Asynchronous Compute : what are the benefits?

...
Obviously if you use GPGPU to offload some simulation work (such as physics or ocean simulation) from CPU to GPU, you need to copy that data back to CPU in order to update the CPU data structures.

Except in some cases where you can use the shared memory available for both the CPU and GPU on PS4, right? (with a 20GB/s maximum bandwidth)

wx7XRap.png


First, we added another bus to the GPU that allows it to read directly from system memory or write directly to system memory, bypassing its own L1 and L2 caches. As a result, if the data that's being passed back and forth between CPU and GPU is small, you don't have issues with synchronization between them anymore. And by small, I just mean small in next-gen terms. We can pass almost 20 gigabytes a second down that bus. That's not very small in today’s terms -- it’s larger than the PCIe on most PCs!
 
Except in some cases where you can use the shared memory available for both the CPU and GPU on PS4, right? (with a 20GB/s maximum bandwidth)

The quote you were responding to was still in the context of a PC with dedicated graphics card, I believe, and was a continuation of the idea presented in this quote from an earlier post

Asynchronous compute will be mostly used for rendering related tasks. It will improve the graphics quality and the frame rate. Some games will use asynchronous compute for non-graphics related tasks. However, as we have already seen, compute shaders have been most successfully used for graphics processing. Asynchronous compute will make compute shaders even more useful for rendering purposes, meaning that there's will not be much free GPU cycles to spare for other purposes. This is especially true on PC, since the data transfer from CPU memory to GPU memory and back is expensive, and has high latency. Rendering related compute work doesn't need to be transferred to CPU memory at all.
 
Except in some cases where you can use the shared memory available for both the CPU and GPU on PS4, right?
Yes, you have unified memory on consoles. However if you design your engine around fast CPU<->GPU communication using unified memory, it becomes very hard to port to PC. You have at least one additional frame of GPU roundtrip latency on PC (and multiple frames with SLI/Crossfire). This is partly because of the separate CPU and GPU physical memories, and partly because of the API abstractions (no direct way to control GPU memory and data transfers, hard to ensure enough work for various GPUs when working at near lockstep). DirectX 12 (and Vulkan) will certainly help, but they cannot still remove the need to move data between the CPU and GPU memories.

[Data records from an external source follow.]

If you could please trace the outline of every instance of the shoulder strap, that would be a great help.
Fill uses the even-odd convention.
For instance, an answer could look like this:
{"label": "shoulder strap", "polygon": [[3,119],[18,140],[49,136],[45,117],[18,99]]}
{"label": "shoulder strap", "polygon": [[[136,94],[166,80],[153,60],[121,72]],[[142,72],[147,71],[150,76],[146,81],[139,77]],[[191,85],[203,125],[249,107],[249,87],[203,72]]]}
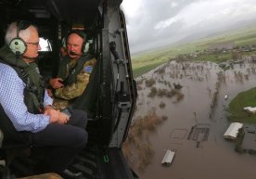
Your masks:
{"label": "shoulder strap", "polygon": [[[45,97],[45,93],[42,95],[41,99],[38,100],[37,97],[36,97],[36,96],[35,96],[35,94],[34,94],[35,91],[36,91],[36,87],[34,85],[31,84],[31,83],[30,83],[30,77],[29,77],[29,74],[26,72],[26,70],[24,70],[23,69],[20,69],[20,68],[19,68],[17,66],[10,65],[10,64],[6,63],[6,61],[3,61],[1,58],[0,58],[0,63],[6,64],[6,65],[10,66],[11,68],[13,68],[15,70],[15,71],[17,72],[18,76],[26,84],[24,92],[25,93],[30,93],[31,96],[32,98],[32,102],[31,102],[31,101],[28,101],[28,99],[25,97],[25,100],[24,100],[25,104],[29,102],[31,106],[34,106],[35,107],[34,109],[37,109],[38,110],[40,110],[39,109],[42,109],[42,106],[44,106],[43,105],[43,101],[44,101],[44,97]],[[28,109],[29,109],[30,112],[32,112],[32,110],[30,110],[30,108],[28,108]]]}

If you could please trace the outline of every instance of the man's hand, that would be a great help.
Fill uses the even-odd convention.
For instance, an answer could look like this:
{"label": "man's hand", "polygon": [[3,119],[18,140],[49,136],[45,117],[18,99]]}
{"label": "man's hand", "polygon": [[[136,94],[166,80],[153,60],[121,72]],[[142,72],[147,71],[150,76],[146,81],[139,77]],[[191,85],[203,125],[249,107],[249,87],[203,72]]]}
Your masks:
{"label": "man's hand", "polygon": [[63,87],[64,84],[62,83],[63,83],[63,80],[61,78],[52,78],[49,80],[49,83],[54,89],[58,89]]}
{"label": "man's hand", "polygon": [[58,121],[59,111],[54,109],[49,106],[46,106],[45,108],[44,114],[45,116],[50,116],[50,123],[57,122]]}
{"label": "man's hand", "polygon": [[67,114],[64,114],[62,112],[58,113],[58,123],[67,123],[70,121],[70,117]]}
{"label": "man's hand", "polygon": [[47,94],[50,97],[53,97],[53,91],[51,89],[46,89]]}

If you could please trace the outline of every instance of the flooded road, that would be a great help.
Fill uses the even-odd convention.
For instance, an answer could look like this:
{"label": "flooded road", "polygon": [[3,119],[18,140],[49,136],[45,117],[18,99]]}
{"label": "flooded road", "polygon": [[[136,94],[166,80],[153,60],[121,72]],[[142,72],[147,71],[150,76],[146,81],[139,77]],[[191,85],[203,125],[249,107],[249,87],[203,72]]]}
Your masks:
{"label": "flooded road", "polygon": [[[172,61],[138,78],[137,81],[143,83],[139,84],[142,90],[138,91],[134,119],[147,115],[152,108],[156,108],[158,115],[168,117],[149,134],[154,155],[144,171],[134,167],[139,177],[254,179],[256,156],[235,152],[235,144],[225,141],[223,134],[230,123],[224,109],[238,93],[256,86],[255,68],[256,64],[250,61],[234,64],[233,69],[227,70],[210,62]],[[173,88],[173,83],[181,84],[184,98],[177,101],[175,97],[148,97],[151,87],[147,87],[145,81],[150,78],[155,79],[153,86],[157,89]],[[227,100],[224,99],[225,95],[228,96]],[[164,103],[165,107],[160,108],[160,103]],[[202,141],[203,136],[198,137],[198,141],[202,141],[199,144],[187,138],[194,125],[205,125],[210,129],[205,141]],[[164,167],[160,162],[168,148],[175,149],[176,155],[172,165]],[[135,166],[134,161],[131,162]]]}

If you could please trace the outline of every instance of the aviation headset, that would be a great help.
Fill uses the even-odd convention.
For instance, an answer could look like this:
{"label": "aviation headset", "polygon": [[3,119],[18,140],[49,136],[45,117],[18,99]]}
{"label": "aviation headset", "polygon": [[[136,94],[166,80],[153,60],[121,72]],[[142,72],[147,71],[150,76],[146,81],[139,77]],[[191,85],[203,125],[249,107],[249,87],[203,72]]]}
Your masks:
{"label": "aviation headset", "polygon": [[9,48],[16,55],[22,55],[27,50],[26,42],[19,36],[21,30],[28,29],[32,23],[27,20],[17,21],[17,36],[13,38],[9,43]]}
{"label": "aviation headset", "polygon": [[68,39],[69,39],[69,36],[70,36],[70,34],[72,34],[72,33],[75,33],[75,34],[77,34],[78,36],[80,36],[81,38],[83,38],[83,45],[82,45],[82,49],[81,49],[81,51],[82,51],[82,53],[83,53],[83,52],[84,52],[84,49],[85,49],[85,45],[86,45],[86,34],[85,34],[83,32],[80,31],[80,30],[72,30],[72,31],[70,31],[70,32],[68,33],[68,35],[67,35],[67,37],[66,37],[66,44],[65,44],[65,46],[66,46],[66,47],[68,46]]}

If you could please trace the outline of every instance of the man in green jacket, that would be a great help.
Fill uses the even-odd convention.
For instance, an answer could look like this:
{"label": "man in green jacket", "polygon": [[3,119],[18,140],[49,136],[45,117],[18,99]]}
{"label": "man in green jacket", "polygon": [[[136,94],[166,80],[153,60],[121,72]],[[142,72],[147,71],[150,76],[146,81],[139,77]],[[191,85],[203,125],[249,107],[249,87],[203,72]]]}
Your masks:
{"label": "man in green jacket", "polygon": [[89,83],[90,74],[96,59],[88,53],[83,53],[85,35],[78,31],[71,31],[67,37],[67,55],[60,61],[57,78],[49,83],[55,89],[54,107],[63,109],[75,103]]}

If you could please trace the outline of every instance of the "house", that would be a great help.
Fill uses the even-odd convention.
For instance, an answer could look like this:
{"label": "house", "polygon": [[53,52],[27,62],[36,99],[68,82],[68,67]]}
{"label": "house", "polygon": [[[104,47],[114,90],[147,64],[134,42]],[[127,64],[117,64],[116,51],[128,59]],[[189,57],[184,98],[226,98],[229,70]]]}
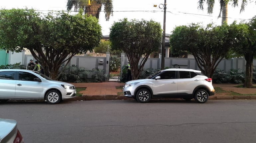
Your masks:
{"label": "house", "polygon": [[9,51],[0,50],[0,65],[8,64],[9,59]]}

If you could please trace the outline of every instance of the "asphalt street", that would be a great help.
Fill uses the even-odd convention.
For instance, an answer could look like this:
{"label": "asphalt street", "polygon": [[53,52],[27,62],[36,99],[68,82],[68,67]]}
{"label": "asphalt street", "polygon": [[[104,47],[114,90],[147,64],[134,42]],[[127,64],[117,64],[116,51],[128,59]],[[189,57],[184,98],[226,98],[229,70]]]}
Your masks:
{"label": "asphalt street", "polygon": [[25,142],[254,143],[256,100],[0,102]]}

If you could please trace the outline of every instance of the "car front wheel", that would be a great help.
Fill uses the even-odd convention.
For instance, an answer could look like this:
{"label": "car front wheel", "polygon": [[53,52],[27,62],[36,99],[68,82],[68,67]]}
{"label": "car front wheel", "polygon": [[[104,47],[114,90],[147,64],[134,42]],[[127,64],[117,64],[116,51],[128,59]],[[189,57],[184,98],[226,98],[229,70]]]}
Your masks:
{"label": "car front wheel", "polygon": [[142,89],[137,92],[136,94],[137,100],[140,103],[147,103],[151,98],[151,93],[148,90]]}
{"label": "car front wheel", "polygon": [[204,103],[208,100],[208,93],[203,89],[199,89],[195,93],[194,99],[195,101],[200,103]]}
{"label": "car front wheel", "polygon": [[50,90],[46,93],[46,101],[51,104],[58,103],[61,101],[61,93],[57,90]]}

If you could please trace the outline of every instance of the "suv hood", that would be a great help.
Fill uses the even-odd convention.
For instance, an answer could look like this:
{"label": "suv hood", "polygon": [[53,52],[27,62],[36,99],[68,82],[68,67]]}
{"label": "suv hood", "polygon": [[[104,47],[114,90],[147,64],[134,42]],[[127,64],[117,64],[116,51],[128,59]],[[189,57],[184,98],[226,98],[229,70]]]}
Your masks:
{"label": "suv hood", "polygon": [[140,79],[139,80],[133,80],[132,81],[129,81],[129,82],[127,82],[126,83],[125,83],[125,84],[130,84],[132,83],[136,83],[137,82],[140,83],[141,82],[144,82],[144,81],[146,81],[148,80],[152,80],[150,79]]}

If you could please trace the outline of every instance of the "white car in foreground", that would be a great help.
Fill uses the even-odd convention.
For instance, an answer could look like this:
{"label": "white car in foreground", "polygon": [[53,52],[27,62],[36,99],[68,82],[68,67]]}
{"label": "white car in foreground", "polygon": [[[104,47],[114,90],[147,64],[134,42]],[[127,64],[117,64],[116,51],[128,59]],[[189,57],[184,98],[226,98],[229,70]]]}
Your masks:
{"label": "white car in foreground", "polygon": [[0,118],[0,143],[23,143],[23,139],[14,120]]}
{"label": "white car in foreground", "polygon": [[45,100],[55,104],[75,97],[73,85],[54,81],[40,73],[20,69],[0,69],[0,101]]}

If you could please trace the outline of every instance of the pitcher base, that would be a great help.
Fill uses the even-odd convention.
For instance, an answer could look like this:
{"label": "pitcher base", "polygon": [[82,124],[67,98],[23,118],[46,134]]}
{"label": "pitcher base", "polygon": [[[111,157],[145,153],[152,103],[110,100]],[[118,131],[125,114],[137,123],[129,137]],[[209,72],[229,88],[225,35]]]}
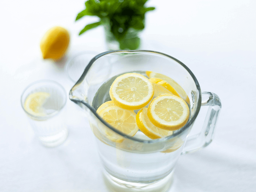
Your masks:
{"label": "pitcher base", "polygon": [[109,192],[166,192],[173,181],[174,170],[164,178],[148,183],[128,182],[116,178],[103,171],[104,181]]}

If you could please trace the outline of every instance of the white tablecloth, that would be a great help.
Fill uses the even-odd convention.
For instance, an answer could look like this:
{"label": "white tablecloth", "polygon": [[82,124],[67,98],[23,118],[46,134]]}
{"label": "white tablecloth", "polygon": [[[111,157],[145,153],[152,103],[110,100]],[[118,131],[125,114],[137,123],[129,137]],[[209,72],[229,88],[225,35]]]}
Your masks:
{"label": "white tablecloth", "polygon": [[[78,107],[68,101],[68,137],[48,148],[35,137],[20,101],[25,87],[37,80],[58,82],[67,95],[73,85],[66,66],[41,59],[39,45],[50,27],[69,30],[68,59],[83,51],[107,50],[102,27],[78,35],[85,24],[97,20],[88,17],[74,22],[84,3],[1,2],[1,191],[107,191],[94,137]],[[202,91],[217,94],[222,103],[213,141],[180,157],[170,191],[255,191],[256,2],[150,0],[148,4],[157,9],[147,14],[142,49],[183,62]],[[199,115],[196,128],[204,118]]]}

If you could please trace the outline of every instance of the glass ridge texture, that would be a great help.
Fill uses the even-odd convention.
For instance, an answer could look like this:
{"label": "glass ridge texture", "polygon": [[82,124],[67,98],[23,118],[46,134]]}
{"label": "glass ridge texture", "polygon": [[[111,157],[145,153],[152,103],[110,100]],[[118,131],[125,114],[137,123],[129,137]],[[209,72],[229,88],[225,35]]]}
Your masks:
{"label": "glass ridge texture", "polygon": [[[101,68],[100,70],[108,71],[111,68],[110,73],[103,76],[100,75],[101,74],[100,71],[98,75],[95,69],[99,68],[98,66],[103,66],[102,63],[106,61],[109,66],[105,65],[105,68]],[[163,74],[174,79],[184,89],[190,101],[188,104],[190,115],[187,124],[174,131],[172,135],[155,140],[149,139],[140,131],[133,137],[124,134],[96,113],[102,103],[110,100],[109,88],[117,76],[133,72],[146,76],[146,71]],[[202,95],[204,102],[201,105]],[[110,51],[95,56],[70,90],[69,98],[87,114],[91,129],[97,138],[103,172],[108,181],[107,185],[112,190],[124,191],[135,191],[139,188],[142,191],[168,190],[161,188],[170,183],[172,177],[170,176],[173,174],[180,155],[199,150],[211,141],[221,108],[216,95],[201,93],[196,77],[183,63],[167,54],[146,50]],[[201,105],[209,107],[201,134],[188,136]],[[118,139],[110,139],[109,134]],[[187,139],[190,143],[185,145],[184,150]],[[126,187],[123,188],[122,186]]]}
{"label": "glass ridge texture", "polygon": [[[28,112],[24,106],[27,98],[38,92],[50,94],[47,107],[54,111],[43,116],[36,116]],[[50,80],[41,80],[29,85],[21,98],[21,106],[28,117],[30,124],[42,144],[47,147],[55,147],[63,143],[68,136],[66,123],[67,97],[66,91],[60,84]]]}

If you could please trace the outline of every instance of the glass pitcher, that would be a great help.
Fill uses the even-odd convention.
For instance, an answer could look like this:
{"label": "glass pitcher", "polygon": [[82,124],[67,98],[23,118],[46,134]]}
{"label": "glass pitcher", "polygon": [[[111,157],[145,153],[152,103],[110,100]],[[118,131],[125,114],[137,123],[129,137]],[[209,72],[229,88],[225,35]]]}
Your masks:
{"label": "glass pitcher", "polygon": [[[186,101],[190,111],[183,127],[171,135],[155,140],[139,130],[133,137],[124,134],[96,113],[101,104],[111,100],[109,88],[117,76],[134,72],[146,76],[147,71],[165,75],[179,84],[188,96]],[[217,95],[201,92],[196,77],[182,62],[166,54],[144,50],[110,51],[95,56],[70,90],[69,98],[87,114],[106,184],[115,191],[167,190],[180,155],[200,149],[212,141],[221,106]],[[189,136],[201,106],[205,106],[209,109],[201,131]]]}

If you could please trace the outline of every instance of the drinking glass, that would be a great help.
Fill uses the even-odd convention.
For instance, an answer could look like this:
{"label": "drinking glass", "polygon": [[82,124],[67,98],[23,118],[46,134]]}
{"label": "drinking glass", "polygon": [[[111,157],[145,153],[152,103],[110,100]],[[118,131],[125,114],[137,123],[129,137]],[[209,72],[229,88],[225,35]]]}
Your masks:
{"label": "drinking glass", "polygon": [[[67,100],[64,88],[57,82],[50,80],[32,83],[21,95],[22,108],[36,135],[44,146],[59,145],[68,136],[66,123]],[[33,110],[36,110],[36,112]]]}
{"label": "drinking glass", "polygon": [[[103,65],[106,61],[109,66]],[[107,71],[110,67],[109,75],[102,76],[100,71],[97,73],[97,69]],[[188,96],[190,112],[184,126],[171,135],[155,140],[139,130],[133,137],[124,134],[96,113],[101,104],[110,100],[109,88],[116,77],[131,72],[146,76],[147,71],[165,75],[179,84]],[[212,141],[221,106],[217,95],[201,92],[194,74],[182,62],[166,54],[146,50],[111,51],[95,57],[70,90],[69,99],[87,114],[106,184],[115,191],[168,190],[180,155],[199,150]],[[209,108],[201,132],[189,135],[200,108],[205,106]]]}

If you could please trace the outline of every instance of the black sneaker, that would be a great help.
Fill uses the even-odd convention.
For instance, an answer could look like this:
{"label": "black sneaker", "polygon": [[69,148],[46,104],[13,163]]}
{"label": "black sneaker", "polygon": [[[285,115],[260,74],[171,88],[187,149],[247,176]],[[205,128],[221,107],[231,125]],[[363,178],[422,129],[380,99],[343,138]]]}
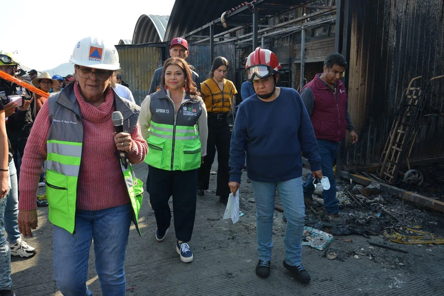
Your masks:
{"label": "black sneaker", "polygon": [[290,270],[290,272],[291,272],[293,275],[295,276],[295,277],[296,278],[296,279],[301,283],[306,284],[311,279],[311,278],[310,277],[310,275],[308,274],[308,272],[305,270],[305,269],[304,268],[304,266],[302,266],[302,263],[296,265],[296,266],[289,265],[285,262],[285,259],[284,260],[284,262],[282,263],[284,264],[284,267]]}
{"label": "black sneaker", "polygon": [[259,259],[256,265],[256,274],[261,278],[268,277],[270,275],[270,264],[271,261]]}

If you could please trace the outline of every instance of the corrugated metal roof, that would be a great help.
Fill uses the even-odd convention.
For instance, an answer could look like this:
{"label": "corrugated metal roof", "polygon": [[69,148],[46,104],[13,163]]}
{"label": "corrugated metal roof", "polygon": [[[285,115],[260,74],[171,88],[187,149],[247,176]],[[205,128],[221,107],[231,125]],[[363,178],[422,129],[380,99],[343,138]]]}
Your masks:
{"label": "corrugated metal roof", "polygon": [[207,23],[221,17],[222,13],[239,5],[240,0],[176,1],[170,15],[164,40],[183,36]]}
{"label": "corrugated metal roof", "polygon": [[162,42],[169,18],[169,15],[140,16],[134,28],[133,44]]}

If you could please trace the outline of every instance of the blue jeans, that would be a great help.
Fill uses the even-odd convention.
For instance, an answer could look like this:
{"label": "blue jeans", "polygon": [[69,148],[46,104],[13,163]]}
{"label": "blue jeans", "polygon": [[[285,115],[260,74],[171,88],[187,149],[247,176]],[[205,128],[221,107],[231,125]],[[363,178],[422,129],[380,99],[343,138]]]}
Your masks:
{"label": "blue jeans", "polygon": [[9,162],[9,169],[11,187],[6,196],[8,202],[4,211],[4,228],[8,234],[8,241],[15,244],[17,239],[20,237],[20,232],[19,231],[17,222],[18,216],[18,184],[17,182],[17,169],[13,160]]}
{"label": "blue jeans", "polygon": [[103,295],[125,295],[125,253],[131,222],[131,204],[75,212],[72,234],[54,225],[54,278],[65,296],[92,295],[86,286],[88,259],[94,239],[95,267]]}
{"label": "blue jeans", "polygon": [[285,261],[296,266],[301,263],[302,236],[304,232],[305,206],[304,205],[302,177],[277,183],[251,180],[256,206],[256,231],[259,259],[271,260],[273,241],[273,215],[276,188],[287,218],[284,237]]}
{"label": "blue jeans", "polygon": [[[11,164],[14,167],[14,162],[9,163],[9,169],[11,169]],[[14,171],[15,167],[14,168]],[[6,242],[4,237],[4,212],[8,203],[8,195],[11,191],[11,179],[8,177],[8,184],[9,191],[3,198],[0,198],[0,290],[11,290],[12,279],[11,278],[11,253],[9,245]],[[17,221],[15,222],[17,224]]]}
{"label": "blue jeans", "polygon": [[[322,191],[324,207],[327,214],[339,212],[339,200],[336,198],[336,180],[333,173],[333,163],[336,159],[339,143],[329,141],[317,139],[319,154],[321,155],[321,168],[322,175],[328,177],[330,182],[330,189]],[[311,197],[315,187],[313,185],[313,174],[310,173],[307,181],[304,183],[304,195]]]}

The CPU and the GPU run asynchronously. A PC game will never be able to have as low latency as a console game, because the GPU performance is unknown. You want to ensure that there's always enough work on GPUs command queues (faster GPUs empty their queues faster). To prevent GPU idling (= empty queues), you push more data to the queues, meaning longer average wait time until each command gets out. Asynchronous compute has priority mechanisms to fight against this issue, but only time will tell how much these mechanisms can lower the GPU roundtrip latency on PC. For game play code, the worst case latency is of course the most important one (large fluctuating input lag is the worst). It remains to be seen whether ALL the relevant Intel, Nvidia and AMD GPUs provide low enough latency for high priority asynchronous compute. If the latency is not predictable across all the manufacturers, then I expect cross platform games to continue using CPU SIMD (SSE/AVX) to do their game play related data crunching.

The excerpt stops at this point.